Plant-based milk alternatives have hit the mainstream on a global scale. The hype around products like oat milk is already evident, so there is no point in saturating the evidence further. However, what I am interested in is taking a closer look at the state of the plant-based milk ecosystem in China–exploring Oatly (oat-milk behemoth) in particular.
But first, some stats…
90% of China’s population is lactose intolerant, meaning that there is a clear need for plant-based milk alternatives. It is no wonder, then, that from 2015 to 2017 China has experienced a 17% increase in demand for cow’s milk substitutes. Factoring this information into account, it shouldn’t be a surprise that the plant-based milk market is anticipated to top 34 billion dollars by 2024.
There is a clear advantage for a company like the Swedish Oatly to set-up shop in China to begin its interminable reign of oat milk domination. Oatly has already commenced its operations in Shanghai, and is using PR tactics like calling its product “the new milk” in order to accommodate consumer sentiment.
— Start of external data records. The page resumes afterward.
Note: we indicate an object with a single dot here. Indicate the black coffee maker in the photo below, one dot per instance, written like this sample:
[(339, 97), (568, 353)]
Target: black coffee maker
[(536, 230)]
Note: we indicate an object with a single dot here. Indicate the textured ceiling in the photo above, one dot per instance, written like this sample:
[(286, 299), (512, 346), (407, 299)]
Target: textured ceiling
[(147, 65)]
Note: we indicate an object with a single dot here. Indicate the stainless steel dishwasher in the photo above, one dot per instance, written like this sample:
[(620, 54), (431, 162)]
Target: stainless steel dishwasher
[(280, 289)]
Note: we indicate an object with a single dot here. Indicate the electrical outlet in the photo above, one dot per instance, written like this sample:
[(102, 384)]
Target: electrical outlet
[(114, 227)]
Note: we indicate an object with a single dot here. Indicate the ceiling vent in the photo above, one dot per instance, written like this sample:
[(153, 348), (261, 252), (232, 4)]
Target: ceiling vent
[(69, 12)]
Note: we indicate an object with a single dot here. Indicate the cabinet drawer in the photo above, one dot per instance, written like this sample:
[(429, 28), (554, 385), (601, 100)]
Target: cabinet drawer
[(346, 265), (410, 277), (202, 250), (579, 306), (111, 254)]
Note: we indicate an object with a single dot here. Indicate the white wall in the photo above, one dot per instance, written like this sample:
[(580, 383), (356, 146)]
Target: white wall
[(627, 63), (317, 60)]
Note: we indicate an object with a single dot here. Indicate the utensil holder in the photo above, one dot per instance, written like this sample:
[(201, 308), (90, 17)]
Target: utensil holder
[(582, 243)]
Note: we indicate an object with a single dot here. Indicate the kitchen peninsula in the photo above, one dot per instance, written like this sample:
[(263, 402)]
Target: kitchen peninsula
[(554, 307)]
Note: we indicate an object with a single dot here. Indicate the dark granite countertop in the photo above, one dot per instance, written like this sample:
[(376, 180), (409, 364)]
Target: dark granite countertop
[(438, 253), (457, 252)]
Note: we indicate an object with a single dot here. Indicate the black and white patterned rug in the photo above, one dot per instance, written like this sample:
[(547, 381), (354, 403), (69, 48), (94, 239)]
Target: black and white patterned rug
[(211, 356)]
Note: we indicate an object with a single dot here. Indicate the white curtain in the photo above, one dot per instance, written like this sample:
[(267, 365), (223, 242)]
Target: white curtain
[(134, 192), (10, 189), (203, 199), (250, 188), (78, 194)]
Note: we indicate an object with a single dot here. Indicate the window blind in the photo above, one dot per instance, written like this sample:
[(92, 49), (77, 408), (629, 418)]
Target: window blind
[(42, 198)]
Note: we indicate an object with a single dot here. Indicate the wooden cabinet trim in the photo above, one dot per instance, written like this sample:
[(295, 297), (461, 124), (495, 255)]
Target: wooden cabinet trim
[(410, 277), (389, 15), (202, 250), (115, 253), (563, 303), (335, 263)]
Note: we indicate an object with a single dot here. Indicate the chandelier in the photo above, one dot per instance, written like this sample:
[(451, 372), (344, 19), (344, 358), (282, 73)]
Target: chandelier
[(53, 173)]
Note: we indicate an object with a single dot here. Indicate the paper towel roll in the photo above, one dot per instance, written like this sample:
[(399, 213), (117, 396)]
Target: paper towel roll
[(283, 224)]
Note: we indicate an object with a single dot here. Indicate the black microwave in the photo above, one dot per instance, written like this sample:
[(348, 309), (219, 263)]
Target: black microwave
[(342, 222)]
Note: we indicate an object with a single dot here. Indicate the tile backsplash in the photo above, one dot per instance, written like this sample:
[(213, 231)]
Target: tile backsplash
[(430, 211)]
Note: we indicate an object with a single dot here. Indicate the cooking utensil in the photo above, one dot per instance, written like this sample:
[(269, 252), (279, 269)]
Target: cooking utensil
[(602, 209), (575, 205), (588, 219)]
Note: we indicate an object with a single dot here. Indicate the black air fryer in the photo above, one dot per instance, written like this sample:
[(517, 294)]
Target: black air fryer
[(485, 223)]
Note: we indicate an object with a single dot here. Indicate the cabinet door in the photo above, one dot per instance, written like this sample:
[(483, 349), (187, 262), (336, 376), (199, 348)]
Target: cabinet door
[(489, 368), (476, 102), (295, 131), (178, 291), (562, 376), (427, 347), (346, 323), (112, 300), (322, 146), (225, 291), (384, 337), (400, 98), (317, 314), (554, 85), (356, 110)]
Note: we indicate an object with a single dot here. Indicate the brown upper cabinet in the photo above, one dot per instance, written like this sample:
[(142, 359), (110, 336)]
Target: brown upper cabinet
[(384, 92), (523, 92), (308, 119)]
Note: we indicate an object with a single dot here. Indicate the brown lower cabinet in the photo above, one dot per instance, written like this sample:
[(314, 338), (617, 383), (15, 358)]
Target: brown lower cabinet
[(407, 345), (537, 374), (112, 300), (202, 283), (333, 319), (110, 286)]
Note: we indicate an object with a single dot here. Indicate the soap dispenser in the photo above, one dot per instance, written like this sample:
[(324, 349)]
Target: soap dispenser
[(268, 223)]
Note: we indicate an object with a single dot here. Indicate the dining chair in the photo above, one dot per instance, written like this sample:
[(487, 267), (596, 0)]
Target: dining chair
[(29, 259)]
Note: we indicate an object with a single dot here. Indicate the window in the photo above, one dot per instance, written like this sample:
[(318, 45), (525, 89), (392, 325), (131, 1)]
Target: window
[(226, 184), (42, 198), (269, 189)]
According to the company’s CEO, Toni Petersson:
“In China, ‘oat milk’ [would mean] a mix of cow’s milk and chunks of oats — something to drink and chew. It can be confusing for people. [Oatly] is a new milk. It’s like dairy milk, but is plant-based. People use soy in a different way; oats’ flavour is more neutral than soy and can be used in coffee or on cereal.”
According to market research, Chinese consumers are welcome to trying out alternatives to cow’s milk. A surprising motivation for this stems from coffeeconsumption––specifically, utilizing plant-based substitutes in order to avoid the doom of giving up lattes and cappuccinos as a result of lactose intolerance. In fact, China is so upbeat about the savior oat milk that the nation has even launched it’s own character for “vegan milk”. Petersson has also jumped onto the optimist train:
“This year will be crazy here. We expect four or five times the sales [in China and Hong Kong] versus last year, but it could be much more if we have more supply. If you look at the movement across the world, including in China, it’s going so fast now, especially driven by young people. They understand they have an impact in how they consume.”